# Training steps
`cd syn_data_privacy`, then: 

### 1. Extract CLIP Embedding for CIFAR-10
Please specify `$DATA_PATH` and `$EMB_PATH` in `src/diffusion/scripts/extract.sh`. Then run the following command to extract CLIP embeddings for samples in CIFAR-10.

```bash
bash src/diffusion/scripts/extract.sh
```

### 2. Fine-tune the Diffusion Model on CIFAR-10
Please specify `$DATA_PATH`, `$EMB_PATH`, `$LORA_PATH`, and `$LIRA_PATH` in `src/diffusion/scripts/train_lora.sh`. Then run the following command.

```bash
bash src/diffusion/scripts/train_lora.sh $exp_id $num_shadows
```

### 3. Generate Synthetic Dataset
After fune-tuning the model, please check `src/diffusion/scripts/generate.sh` to generate synthetic training data using 8 GPUs in parallel. Before you start, please modify `$DATA_PATH`, `$LORA_PATH`, and `$SYN_PATH`.

```bash
bash src/diffusion/scripts/generate.sh $exp_id $num_shadows
```

For each shadow model, this will generate 15 different versions of the synthetic training dataset to `$SYN_PATH/exp_${exp_id}`. You can adjust `--num_per_image` to specify the number of total versions if needed.
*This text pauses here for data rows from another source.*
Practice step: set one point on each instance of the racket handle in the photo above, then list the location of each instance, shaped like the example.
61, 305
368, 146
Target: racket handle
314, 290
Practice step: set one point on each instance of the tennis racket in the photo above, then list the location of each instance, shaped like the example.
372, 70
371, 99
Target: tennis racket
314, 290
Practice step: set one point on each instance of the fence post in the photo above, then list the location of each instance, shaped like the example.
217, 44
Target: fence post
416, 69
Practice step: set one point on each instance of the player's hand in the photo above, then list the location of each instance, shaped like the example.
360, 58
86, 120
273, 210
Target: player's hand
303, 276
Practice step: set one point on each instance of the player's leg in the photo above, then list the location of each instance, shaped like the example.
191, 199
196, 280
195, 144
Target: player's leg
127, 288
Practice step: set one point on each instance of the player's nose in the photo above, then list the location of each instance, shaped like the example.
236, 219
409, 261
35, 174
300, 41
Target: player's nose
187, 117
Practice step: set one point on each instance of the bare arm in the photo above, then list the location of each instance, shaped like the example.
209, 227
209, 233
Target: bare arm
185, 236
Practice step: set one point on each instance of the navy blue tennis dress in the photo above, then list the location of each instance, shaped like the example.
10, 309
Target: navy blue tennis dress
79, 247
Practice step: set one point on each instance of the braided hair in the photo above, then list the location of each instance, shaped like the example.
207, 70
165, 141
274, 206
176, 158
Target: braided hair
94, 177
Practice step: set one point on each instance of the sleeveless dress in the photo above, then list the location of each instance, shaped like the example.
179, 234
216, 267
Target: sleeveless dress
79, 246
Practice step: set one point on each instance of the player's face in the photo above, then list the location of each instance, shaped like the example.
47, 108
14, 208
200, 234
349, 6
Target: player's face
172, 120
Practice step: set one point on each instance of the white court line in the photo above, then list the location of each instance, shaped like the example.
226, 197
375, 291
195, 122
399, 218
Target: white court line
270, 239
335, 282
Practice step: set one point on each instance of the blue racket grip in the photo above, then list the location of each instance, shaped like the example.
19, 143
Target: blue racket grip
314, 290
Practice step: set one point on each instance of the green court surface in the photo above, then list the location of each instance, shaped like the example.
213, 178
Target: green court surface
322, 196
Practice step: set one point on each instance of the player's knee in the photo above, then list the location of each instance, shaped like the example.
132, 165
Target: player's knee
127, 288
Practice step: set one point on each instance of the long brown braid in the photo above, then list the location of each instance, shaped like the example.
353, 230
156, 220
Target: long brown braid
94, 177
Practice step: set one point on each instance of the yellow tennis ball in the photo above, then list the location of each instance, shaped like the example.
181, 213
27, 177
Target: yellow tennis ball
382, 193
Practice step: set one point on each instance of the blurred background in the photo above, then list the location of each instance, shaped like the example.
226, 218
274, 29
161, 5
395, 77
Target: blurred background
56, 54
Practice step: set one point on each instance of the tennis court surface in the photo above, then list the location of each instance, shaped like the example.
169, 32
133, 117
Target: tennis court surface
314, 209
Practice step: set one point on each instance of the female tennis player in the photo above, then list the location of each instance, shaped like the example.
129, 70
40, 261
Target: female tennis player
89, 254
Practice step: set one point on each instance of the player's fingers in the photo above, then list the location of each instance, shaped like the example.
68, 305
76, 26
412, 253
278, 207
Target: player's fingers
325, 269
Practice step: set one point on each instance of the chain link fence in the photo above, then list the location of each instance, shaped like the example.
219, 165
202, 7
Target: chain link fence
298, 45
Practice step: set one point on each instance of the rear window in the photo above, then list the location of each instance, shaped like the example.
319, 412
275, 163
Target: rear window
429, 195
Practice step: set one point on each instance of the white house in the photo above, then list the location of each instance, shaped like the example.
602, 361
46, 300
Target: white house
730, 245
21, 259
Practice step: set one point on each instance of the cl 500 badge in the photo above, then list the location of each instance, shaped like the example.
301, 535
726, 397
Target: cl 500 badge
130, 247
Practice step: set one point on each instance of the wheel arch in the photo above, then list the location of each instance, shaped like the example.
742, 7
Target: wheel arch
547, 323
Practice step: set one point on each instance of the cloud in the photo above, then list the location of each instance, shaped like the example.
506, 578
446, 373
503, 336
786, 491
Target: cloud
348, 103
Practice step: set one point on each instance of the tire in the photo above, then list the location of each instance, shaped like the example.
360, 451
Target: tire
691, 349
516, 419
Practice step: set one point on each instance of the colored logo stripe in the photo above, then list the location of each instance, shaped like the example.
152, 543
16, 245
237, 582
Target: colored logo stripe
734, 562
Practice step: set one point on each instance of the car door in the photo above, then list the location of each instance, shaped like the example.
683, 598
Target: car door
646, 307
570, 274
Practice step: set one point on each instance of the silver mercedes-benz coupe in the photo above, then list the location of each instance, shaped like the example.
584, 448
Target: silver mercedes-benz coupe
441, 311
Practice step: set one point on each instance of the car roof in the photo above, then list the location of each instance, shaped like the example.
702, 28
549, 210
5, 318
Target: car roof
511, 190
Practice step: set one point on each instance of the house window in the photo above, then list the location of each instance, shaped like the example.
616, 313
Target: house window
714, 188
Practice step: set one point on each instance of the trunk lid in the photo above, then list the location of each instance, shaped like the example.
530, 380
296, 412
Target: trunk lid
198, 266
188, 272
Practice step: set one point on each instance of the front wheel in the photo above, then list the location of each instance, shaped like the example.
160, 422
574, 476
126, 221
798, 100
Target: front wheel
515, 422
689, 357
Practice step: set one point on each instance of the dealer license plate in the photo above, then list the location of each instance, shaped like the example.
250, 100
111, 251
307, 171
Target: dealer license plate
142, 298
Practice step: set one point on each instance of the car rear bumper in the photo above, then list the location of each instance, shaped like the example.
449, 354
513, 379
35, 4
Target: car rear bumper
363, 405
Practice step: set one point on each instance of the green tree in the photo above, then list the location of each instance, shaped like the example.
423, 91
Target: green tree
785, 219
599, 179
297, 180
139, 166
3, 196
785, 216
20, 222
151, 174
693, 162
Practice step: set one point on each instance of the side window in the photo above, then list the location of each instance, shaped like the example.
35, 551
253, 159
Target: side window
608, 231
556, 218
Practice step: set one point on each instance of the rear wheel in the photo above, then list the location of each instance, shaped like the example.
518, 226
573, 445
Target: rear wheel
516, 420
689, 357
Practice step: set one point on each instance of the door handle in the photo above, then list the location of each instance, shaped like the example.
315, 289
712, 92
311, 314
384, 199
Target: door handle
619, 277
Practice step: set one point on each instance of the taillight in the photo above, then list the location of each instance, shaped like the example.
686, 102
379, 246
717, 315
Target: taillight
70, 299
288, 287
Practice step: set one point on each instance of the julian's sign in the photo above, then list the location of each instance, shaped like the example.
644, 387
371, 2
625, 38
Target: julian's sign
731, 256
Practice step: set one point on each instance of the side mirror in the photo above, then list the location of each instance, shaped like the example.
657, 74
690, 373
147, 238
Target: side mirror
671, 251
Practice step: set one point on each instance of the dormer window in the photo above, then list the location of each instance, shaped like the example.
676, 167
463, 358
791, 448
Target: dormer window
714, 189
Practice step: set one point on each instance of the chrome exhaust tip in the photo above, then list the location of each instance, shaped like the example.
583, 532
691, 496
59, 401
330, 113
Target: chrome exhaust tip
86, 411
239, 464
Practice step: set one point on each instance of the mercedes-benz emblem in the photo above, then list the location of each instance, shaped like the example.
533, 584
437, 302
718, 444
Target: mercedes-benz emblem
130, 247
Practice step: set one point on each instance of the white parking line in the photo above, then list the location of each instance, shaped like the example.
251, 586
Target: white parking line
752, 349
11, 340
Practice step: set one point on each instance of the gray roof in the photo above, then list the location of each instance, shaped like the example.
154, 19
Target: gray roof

Additionally, the script will use 8 gpus by default. If you want to make a change, please modify both the loop and `--nchunks`.

### Train Models Using Synthetic Data
Please specify `$DATA_PATH`, `$LIRA_PATH`, and `$SYN_PATH` in `src/diffusion/scripts/train_shadow.sh`. Then run

```bash
bash src/diffusion/scripts/train_shadow.sh $exp_id $num_shadow
```

All models will be saved to `$LIRA_PATH/ckpts`.